Graeme Paton analyses the impact of the crunch on the independent sector

Wispers school, set in the Surrey hills near Haslemere, looks the very picture of an inviting, independent education. A solid red brick building, flanked by striking greenery, it has been home to girls for more than 40 years, providing a stepping stone for many en route to Oxford, Cambridge and high-flying jobs beyond. But today, it is empty. A victim, it seems, of the dreaded credit crunch.

Wispers was forced to close last month citing the economic downturn coupled with a decline in the demand for single-sex schooling and a boarding education as the reson for its demise.

And Wispers is not the only school affected: in the last few months alone, at least half a dozen schools have been forced to shut and more are struggling.

The 96-year-old La Sagesse school in Jesmond, Newcastle, closed this summer when its rent tripled and another school opened nearby.

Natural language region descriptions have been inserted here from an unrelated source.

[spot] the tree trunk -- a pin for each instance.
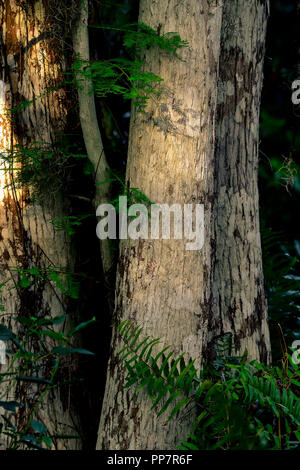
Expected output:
(27, 238)
(93, 141)
(195, 143)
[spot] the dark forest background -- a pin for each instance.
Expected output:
(279, 187)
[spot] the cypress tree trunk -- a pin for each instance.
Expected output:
(196, 143)
(28, 68)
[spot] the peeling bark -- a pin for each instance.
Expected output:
(92, 138)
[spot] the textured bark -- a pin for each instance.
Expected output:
(92, 137)
(196, 143)
(27, 238)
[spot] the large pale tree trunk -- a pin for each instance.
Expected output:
(197, 142)
(27, 238)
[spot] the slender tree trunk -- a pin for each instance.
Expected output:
(196, 143)
(27, 238)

Four preparatory schools - Westbrook House in Kent, Worthing's Sandhurst School, Dorchester Preparatory in Dorset and Green Hill School in Worcestershire - all shut citing a fall in numbers. St Peter's school in Burgess Hill, West Sussex, a family owned school charging up to £2,600 a term, closed after 43 years, leaving only its nursery open. This grim roll-call underlines the precarious life led by many small independent schools, many of which have only 100 pupils or less and no endowments to fall upon in hard times.

Rising costs
The rising cost of fuel, food and teachers' salaries forces owners to keep fees relatively high to cover out-goings. Yet similar financial pressures on its customers - the parents - heightens the risk that they will walk away from the independent sector altogether.